No lema que definiu em seu primeiro discurso de vitorioso, Obama referiu-se a ‘democracia, liberdade e oportunidade’. O primeiro item, em sua acepção legítima, inclui os outros dois. Ao citar os três, Obama parece ter desejado uma referência, indireta como ainda lhe convém, à discriminação racial e econômica que compromete tanto a democracia nos Estados Unidos. Se conseguir avanços legislativos e práticos nesses dois aspectos indissociáveis da democracia, no plano interno Barack Obama já terá sido vitorioso.


Como centro de decisões mundiais, porém, os Estados Unidos não podem dissociar a sua vida interna e a relação que têm com tudo o que se passa no mundo em geopolítica, em políticas nacionais, em economia, em escolhas ideológicas, competições e conflitos. Em um exemplo agudo, a guerra de espasmos de ferocidade que Israel trava é também uma guerra dos EUA, o que lhe acarreta fortes reflexos na política interna e numerosos efeitos colaterais em grande parte do mundo.

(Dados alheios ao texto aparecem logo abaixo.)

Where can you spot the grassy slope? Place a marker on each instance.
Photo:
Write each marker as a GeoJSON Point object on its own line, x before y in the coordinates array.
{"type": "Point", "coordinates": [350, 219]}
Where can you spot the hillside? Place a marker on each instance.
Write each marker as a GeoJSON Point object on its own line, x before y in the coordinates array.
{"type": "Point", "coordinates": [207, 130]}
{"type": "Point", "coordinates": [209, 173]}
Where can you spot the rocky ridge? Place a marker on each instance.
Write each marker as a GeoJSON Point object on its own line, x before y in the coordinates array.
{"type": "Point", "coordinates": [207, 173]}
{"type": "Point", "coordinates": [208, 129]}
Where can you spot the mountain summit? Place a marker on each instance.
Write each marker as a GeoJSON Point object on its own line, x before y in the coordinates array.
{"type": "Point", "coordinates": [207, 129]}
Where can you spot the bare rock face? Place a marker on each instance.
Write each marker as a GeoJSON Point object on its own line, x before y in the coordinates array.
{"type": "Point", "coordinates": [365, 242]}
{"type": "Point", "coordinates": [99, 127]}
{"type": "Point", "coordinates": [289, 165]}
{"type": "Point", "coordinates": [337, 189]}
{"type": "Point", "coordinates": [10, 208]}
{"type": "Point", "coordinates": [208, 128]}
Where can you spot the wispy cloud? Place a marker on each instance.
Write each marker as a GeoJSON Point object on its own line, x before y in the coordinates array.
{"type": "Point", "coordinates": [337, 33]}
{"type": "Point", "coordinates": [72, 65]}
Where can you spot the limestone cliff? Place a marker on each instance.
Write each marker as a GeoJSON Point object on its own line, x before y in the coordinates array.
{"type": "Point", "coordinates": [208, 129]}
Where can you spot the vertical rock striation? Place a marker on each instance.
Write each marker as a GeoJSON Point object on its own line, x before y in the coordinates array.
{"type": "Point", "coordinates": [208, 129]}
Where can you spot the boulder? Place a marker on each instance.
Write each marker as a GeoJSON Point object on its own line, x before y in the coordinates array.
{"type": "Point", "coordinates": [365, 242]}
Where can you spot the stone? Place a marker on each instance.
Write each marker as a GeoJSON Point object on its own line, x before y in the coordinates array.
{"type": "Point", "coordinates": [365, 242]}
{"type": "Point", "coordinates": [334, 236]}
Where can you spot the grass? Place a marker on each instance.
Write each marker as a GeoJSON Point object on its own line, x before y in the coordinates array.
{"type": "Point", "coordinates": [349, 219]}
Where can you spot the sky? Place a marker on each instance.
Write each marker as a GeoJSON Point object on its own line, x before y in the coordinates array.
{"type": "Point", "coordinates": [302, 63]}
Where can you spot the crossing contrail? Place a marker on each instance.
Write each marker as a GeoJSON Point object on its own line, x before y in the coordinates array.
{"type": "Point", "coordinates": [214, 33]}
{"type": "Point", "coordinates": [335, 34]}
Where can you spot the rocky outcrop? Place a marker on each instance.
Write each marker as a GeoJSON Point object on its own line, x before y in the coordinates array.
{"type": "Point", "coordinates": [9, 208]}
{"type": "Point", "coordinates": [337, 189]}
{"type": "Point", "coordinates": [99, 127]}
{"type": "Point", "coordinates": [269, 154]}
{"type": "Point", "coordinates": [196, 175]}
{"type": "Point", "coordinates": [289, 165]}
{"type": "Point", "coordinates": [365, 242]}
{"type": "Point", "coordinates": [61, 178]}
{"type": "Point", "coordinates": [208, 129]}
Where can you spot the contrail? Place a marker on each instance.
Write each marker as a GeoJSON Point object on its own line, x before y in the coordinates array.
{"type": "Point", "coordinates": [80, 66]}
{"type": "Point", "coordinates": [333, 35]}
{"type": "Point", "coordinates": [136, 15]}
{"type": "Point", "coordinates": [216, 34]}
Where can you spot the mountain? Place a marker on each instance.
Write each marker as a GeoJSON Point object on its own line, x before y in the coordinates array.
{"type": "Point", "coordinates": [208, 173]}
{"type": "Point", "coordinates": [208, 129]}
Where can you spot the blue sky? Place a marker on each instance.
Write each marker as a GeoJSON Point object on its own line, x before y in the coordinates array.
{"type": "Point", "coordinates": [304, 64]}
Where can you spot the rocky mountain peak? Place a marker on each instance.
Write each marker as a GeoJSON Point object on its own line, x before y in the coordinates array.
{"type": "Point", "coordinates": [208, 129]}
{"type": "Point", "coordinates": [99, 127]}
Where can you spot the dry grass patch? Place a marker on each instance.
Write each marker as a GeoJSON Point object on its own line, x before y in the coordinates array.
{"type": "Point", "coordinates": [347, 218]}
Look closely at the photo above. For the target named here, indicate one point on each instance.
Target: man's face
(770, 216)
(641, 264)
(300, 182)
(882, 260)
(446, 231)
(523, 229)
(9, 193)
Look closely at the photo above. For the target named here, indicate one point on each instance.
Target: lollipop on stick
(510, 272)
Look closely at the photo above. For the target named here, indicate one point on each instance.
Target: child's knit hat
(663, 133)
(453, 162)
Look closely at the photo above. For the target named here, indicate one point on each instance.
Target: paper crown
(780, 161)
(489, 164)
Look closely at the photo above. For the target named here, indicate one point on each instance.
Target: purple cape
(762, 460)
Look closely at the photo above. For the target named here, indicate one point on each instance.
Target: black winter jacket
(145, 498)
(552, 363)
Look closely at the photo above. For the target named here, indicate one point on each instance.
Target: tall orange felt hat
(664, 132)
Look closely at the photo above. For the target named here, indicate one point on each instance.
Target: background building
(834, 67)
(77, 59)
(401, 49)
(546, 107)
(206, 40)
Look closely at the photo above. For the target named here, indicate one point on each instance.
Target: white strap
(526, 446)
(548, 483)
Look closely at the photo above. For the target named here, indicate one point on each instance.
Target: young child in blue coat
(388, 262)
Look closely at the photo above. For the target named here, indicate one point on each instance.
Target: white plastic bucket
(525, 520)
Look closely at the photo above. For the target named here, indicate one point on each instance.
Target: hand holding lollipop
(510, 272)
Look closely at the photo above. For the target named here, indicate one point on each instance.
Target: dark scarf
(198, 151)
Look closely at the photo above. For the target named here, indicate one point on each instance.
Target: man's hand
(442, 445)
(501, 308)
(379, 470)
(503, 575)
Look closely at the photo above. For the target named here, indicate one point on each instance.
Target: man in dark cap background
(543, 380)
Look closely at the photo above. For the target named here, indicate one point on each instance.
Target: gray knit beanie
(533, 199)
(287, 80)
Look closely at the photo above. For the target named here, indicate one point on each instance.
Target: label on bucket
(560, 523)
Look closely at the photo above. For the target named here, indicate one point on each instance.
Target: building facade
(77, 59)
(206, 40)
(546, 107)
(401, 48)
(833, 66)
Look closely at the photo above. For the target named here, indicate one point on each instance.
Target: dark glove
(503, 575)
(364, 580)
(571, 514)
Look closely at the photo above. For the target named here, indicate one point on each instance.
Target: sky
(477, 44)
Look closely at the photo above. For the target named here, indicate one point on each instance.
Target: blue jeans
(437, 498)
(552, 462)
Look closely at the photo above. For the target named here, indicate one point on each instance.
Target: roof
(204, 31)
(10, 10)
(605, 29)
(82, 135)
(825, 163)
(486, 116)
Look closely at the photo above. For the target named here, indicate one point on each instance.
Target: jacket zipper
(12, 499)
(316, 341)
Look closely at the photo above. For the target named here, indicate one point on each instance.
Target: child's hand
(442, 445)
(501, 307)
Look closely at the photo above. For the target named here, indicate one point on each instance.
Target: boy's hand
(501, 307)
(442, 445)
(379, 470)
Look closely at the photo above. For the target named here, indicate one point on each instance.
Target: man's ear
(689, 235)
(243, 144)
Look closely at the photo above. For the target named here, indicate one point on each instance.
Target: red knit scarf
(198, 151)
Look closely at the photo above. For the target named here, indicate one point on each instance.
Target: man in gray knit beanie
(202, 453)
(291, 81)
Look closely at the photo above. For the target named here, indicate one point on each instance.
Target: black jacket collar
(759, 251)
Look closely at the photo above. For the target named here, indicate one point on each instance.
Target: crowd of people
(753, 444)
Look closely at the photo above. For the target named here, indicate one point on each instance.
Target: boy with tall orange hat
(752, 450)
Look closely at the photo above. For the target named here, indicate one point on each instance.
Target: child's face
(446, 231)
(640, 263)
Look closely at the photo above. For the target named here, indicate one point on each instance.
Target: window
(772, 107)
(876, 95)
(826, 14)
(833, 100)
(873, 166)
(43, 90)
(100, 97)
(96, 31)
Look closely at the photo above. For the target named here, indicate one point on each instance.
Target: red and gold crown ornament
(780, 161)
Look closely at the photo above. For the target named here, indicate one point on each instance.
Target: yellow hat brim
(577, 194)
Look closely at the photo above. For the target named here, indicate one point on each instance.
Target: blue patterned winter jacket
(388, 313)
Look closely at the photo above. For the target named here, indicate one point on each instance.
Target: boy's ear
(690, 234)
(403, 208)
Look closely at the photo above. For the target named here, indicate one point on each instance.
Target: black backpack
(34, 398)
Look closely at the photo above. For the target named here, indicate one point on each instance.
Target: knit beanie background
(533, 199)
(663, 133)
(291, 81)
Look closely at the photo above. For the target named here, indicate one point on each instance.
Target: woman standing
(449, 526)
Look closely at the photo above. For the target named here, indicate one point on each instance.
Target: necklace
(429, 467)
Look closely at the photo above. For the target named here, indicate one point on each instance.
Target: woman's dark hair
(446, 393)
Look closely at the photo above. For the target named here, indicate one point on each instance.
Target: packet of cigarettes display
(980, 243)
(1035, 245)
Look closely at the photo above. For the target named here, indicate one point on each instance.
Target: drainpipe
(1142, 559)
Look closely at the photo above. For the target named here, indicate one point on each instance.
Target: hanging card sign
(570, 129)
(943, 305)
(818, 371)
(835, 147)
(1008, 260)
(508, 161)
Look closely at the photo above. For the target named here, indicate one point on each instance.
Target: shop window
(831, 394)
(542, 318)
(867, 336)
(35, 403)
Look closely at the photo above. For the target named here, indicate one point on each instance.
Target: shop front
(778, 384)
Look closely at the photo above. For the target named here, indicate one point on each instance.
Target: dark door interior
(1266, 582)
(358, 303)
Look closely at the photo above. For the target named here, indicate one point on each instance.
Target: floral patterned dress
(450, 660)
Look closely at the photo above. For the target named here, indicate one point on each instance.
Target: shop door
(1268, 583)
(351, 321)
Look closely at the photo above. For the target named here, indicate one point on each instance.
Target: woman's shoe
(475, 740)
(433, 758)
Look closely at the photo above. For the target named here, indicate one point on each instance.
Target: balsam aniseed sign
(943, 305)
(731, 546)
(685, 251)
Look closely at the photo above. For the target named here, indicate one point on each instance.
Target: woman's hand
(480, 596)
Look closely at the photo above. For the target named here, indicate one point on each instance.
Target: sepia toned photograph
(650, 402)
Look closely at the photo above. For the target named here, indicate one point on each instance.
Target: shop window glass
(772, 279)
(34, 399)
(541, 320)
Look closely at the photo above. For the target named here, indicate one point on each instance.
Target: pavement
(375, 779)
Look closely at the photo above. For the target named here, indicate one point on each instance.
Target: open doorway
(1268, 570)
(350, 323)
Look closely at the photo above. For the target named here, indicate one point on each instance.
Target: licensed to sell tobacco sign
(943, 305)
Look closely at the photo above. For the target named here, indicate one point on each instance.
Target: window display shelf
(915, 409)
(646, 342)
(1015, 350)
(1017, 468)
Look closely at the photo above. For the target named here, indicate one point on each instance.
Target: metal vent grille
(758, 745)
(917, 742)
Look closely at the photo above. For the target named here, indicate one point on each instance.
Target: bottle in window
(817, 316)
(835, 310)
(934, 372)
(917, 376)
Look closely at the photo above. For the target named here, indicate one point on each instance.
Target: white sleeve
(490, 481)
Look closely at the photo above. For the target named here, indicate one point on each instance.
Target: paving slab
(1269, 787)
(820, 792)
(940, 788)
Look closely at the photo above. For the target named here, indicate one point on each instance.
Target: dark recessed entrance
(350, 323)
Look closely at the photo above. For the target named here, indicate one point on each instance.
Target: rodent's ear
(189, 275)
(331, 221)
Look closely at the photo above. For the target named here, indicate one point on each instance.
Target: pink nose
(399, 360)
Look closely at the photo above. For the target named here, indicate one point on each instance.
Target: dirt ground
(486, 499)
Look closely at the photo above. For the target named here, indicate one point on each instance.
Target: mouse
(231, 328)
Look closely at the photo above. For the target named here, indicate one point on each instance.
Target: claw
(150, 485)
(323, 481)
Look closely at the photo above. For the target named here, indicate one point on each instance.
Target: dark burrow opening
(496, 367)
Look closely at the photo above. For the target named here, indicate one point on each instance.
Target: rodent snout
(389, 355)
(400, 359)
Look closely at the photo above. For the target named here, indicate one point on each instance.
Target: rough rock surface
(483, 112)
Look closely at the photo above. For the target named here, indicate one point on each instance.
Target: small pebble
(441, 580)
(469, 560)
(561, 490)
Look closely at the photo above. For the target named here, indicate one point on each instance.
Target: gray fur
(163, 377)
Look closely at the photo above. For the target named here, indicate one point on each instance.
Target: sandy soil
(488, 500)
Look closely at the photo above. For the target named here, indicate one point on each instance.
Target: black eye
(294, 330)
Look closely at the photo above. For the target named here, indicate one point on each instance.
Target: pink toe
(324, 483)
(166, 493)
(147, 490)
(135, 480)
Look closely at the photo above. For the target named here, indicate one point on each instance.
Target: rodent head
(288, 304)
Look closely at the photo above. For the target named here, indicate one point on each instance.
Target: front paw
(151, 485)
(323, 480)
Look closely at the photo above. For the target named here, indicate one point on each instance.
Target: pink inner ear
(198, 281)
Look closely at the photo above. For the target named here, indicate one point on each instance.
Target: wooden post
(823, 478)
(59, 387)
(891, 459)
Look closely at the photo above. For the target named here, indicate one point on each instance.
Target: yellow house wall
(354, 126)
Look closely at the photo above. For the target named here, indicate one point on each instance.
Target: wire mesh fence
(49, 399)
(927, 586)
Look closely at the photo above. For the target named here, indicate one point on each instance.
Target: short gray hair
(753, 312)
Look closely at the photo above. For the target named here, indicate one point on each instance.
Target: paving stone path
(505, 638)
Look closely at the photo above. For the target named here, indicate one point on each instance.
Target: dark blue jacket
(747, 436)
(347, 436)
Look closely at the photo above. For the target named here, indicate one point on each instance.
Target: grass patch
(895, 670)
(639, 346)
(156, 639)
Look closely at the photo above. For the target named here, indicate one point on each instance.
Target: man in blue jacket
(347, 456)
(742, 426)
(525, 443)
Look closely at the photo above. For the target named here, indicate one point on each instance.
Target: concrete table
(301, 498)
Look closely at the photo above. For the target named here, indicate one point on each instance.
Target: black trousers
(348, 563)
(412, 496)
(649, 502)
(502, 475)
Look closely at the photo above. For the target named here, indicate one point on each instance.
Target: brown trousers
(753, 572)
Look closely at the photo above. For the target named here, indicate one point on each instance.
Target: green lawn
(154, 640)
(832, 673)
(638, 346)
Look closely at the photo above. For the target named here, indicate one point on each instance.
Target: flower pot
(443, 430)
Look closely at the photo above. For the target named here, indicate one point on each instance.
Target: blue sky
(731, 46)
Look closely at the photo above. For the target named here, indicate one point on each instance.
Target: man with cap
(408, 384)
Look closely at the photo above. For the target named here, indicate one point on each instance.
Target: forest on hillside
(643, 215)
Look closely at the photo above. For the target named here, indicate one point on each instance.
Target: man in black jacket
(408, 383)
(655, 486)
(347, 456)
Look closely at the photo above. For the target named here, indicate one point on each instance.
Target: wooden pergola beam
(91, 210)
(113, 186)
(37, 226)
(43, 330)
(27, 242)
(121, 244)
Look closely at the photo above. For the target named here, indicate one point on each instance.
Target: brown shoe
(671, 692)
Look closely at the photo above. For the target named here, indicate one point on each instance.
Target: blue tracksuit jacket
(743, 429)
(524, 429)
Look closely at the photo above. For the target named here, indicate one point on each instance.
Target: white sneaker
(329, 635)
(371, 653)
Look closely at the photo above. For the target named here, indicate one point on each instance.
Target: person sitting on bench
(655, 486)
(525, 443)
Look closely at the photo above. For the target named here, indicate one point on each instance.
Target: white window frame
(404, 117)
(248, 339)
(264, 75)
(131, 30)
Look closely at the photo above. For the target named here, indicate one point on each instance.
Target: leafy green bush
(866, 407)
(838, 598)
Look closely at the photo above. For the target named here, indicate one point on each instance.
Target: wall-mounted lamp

Enquanto não for acomodada a situação no hoje chamado Oriente Médio, que sempre foi e é o Oriente Próximo, não haverá solução independente para áreas de perigo -Irã, Afeganistão, Paquistão, Líbano, Síria e países de grande presença muçulmana no extremo asiático. E, muito menos, para o tenebroso terrorismo. Do confronto entre israelenses e palestinos em pequena orla do Mediterrâneo pelo mundo afora, espalharam-se problemas que, com o terrorismo, levaram a mudar até a vida nos Estados Unidos. Eis aí um labirinto à espera de algo novo.


Nos planos interno e externo, Barack Obama será vitorioso se ao fim do seu mandato os norte-americanos puderem viver sem pensar em guerra. Há 70 anos, desde os primeiros compassos europeus da Segunda Guerra até hoje, o povo dos Estados Unidos não pôde viver sem as angústias das guerras, já em curso ou pressentidas. Barack Obama será um vitorioso além das esperanças se lhe der paz. O que requer outro êxito: sobreviver.’


 


 


Sérgio Dávila


Vitória de Barack Obama interrompe a hegemonia conservadora nos EUA


‘O eixo dos EUA mudou.


A pior crise econômica em décadas, aliada a uma nova coalizão de eleitores inflada pela maior mudança demográfica na história recente, elegeu anteontem o democrata Barack Obama o 44º presidente do país, o primeiro negro a alcançar o cargo. Com isso, abalou uma era de hegemonia conservadora consolidada a partir da eleição do republicano Ronald Reagan, em 1980.


Progressista pragmático, o presidente eleito de 47 anos tem o registro de votação mais à esquerda do Senado, mas foi forjado na política tradicional de Chicago. Sua eleição quebra a regra não escrita de que um democrata só é eleito presidente se tiver sido governador e for sulista. Primeiro presidente do norte liberal desde John F. Kennedy, apresenta-se como conciliador e promete um governo de centro, um meio termo entre o que fez no Congresso e o que pregou na campanha.


Em seu discurso de vitória, Obama retomou o tema da colaboração entre os partidos ao citar a fala de 2004 que o lançou no cenário político nacional. ‘Vamos resistir à tentação de voltar aos mesmos partidarismo, pequenez e imaturidade que envenenaram nossa política por tanto tempo’, disse o presidente eleito anteontem.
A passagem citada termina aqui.